Wir haben als Familie mal eine Weile in den USA gelebt, da stand auf jedem Grundstück unserer Nachbarschaft ein Fahnenmast mit Stars & Stripes. Und unsere Jungs haben jeden Schultag mit dem Fahnenapell „Pledge of Allegiance“ begonnen und die Hand stolz zur Brust geführt. Mir war das eher peinlich, denn wir Deutschen pflegen keine Emotionen im Angesicht unserer Flagge. Aber alle zwei Jahre gibt es zwischen Oberstdorf und Sylt und Aachen und Görlitz den Ausnahmezustand nationaler Erhabenheit. Eine Fußball-EM oder -WM weckt stets nationale Gefühle. Und das, obwohl wir Christen eigentlich Fremdlinge und Ausländer auf diesem Planeten sind und unsere finale Heimat im Himmel ist.

Fußball entfesselt die im Geist der politischen Korrektheit verkümmerte und verschämt verschwiegene nationale Identität.

Ich selbst verstehe nicht viel von Fußball, aber mein ältester Sohn ist nun mal Fan von Eintracht Frankfurt – und mit ihm seine Frau und die vier Kinder. Die haben mich derart angesteckt, dass ich beim Sieg des DFB-Pokalfinales feuchte Augen bekommen habe. Meine Eltern haben uns nicht an diesen wohl deutschesten Sport herangeführt. Aber nun fange ich auf meine alten Tage an, mich für diesen Sport zu begeistern, während mir meine Enkel die Spielregeln nahebringen.

Aber es ist oft auch der reinste Nervenkrieg, das Zittern um jeden Sieg auf dem Weg ins Endspiel. Ein derartiges Mitleiden und Mitbangen, das Erleben von Schocksekunden und den Jubel, den Zorn und die Zärtlichkeit, dieses Turnier wird auch den griesgrämigsten Sportabstinenzler nicht unberührt lassen.
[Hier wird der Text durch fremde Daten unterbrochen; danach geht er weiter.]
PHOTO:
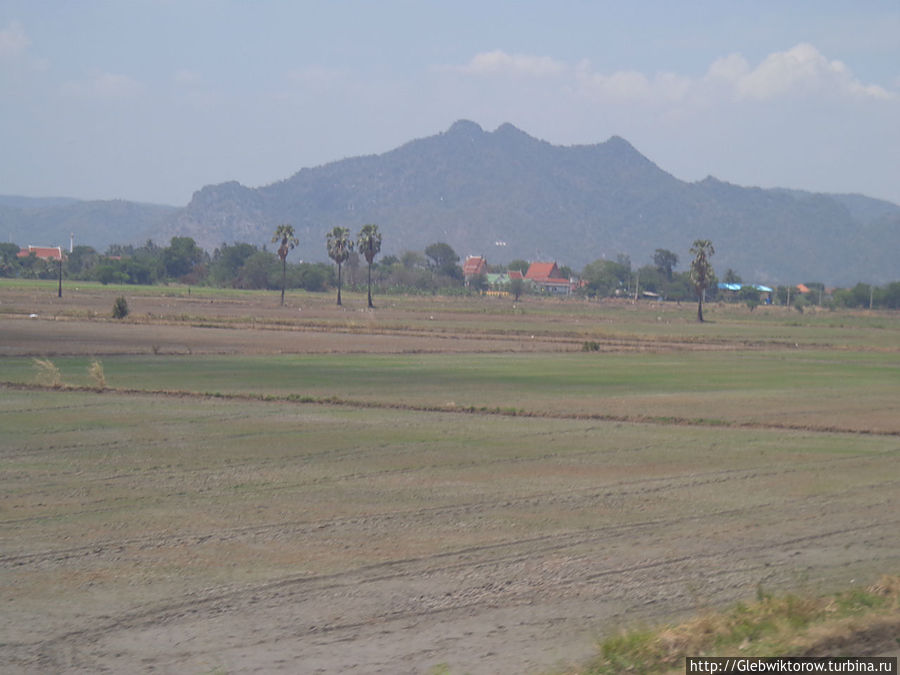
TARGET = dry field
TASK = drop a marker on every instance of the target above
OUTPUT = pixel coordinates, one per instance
(310, 489)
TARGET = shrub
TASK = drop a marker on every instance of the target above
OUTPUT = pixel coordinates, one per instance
(47, 373)
(95, 371)
(120, 308)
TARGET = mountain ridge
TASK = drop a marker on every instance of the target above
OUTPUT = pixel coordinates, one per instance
(473, 188)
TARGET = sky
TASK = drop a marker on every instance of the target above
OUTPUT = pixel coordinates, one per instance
(150, 100)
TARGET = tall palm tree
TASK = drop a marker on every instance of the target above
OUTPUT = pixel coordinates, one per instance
(369, 242)
(339, 245)
(701, 270)
(285, 234)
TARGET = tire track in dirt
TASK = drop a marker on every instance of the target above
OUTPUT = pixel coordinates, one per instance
(628, 580)
(336, 401)
(580, 498)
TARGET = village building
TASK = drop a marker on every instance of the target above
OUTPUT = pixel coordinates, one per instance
(546, 277)
(53, 253)
(475, 265)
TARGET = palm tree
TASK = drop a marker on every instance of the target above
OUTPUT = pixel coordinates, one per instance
(284, 233)
(339, 245)
(701, 270)
(369, 242)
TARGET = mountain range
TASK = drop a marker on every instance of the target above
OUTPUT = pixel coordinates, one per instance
(507, 195)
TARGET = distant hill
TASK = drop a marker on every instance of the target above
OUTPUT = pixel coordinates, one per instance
(51, 221)
(506, 195)
(472, 189)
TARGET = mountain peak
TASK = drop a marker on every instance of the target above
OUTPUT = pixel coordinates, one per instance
(465, 128)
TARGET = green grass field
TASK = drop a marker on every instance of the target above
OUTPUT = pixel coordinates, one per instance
(426, 508)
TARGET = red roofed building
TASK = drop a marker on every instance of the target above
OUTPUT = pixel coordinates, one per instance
(42, 252)
(473, 266)
(547, 277)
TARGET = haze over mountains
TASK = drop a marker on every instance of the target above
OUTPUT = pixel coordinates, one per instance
(506, 195)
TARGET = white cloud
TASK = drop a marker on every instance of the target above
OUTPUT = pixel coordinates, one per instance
(799, 70)
(186, 78)
(103, 86)
(13, 40)
(499, 62)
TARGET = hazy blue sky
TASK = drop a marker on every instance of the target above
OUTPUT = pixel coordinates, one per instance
(149, 100)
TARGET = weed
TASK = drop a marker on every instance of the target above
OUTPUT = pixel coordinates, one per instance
(120, 308)
(47, 373)
(95, 371)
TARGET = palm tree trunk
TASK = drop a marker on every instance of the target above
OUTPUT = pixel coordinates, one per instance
(339, 284)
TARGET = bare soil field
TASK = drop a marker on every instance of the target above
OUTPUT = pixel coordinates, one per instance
(192, 534)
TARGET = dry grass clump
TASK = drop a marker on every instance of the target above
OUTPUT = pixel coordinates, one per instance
(95, 372)
(47, 373)
(858, 621)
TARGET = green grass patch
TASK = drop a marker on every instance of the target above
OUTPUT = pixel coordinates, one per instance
(775, 625)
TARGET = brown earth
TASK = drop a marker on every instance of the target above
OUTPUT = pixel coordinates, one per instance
(444, 583)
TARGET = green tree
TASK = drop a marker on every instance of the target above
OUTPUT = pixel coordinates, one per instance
(181, 256)
(340, 246)
(369, 243)
(227, 263)
(732, 277)
(288, 240)
(517, 287)
(701, 270)
(443, 260)
(519, 265)
(80, 261)
(9, 259)
(605, 277)
(665, 262)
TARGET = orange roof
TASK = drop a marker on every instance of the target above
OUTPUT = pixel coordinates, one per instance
(42, 252)
(474, 266)
(541, 271)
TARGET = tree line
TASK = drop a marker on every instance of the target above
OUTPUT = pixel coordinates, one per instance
(435, 270)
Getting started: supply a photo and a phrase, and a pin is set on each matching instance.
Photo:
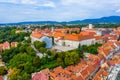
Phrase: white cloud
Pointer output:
(49, 4)
(44, 3)
(118, 11)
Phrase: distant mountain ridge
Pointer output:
(110, 19)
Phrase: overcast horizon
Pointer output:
(56, 10)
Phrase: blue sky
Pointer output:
(56, 10)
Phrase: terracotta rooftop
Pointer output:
(40, 76)
(36, 35)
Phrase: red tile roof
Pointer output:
(36, 35)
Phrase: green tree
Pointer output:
(3, 70)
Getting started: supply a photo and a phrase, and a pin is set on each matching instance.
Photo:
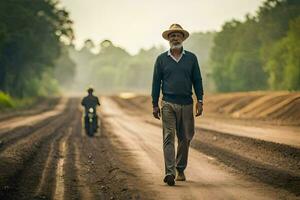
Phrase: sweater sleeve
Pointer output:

Mögen die Besten gewinnen. Vielleicht kommen wir doch ins Endspiel. Dann sitzt vielleicht unsere Kanzlerin neben Putin auf der Ehrentribüne und hat ein gepflegtes Kästchen Radeberger-Pils für Wladimir dabei. Das wäre ein hoffnungsvolles Signal zur Entspannung der strapazierten Beziehungen.

„Fair play“ wünscht Jürgen Mette.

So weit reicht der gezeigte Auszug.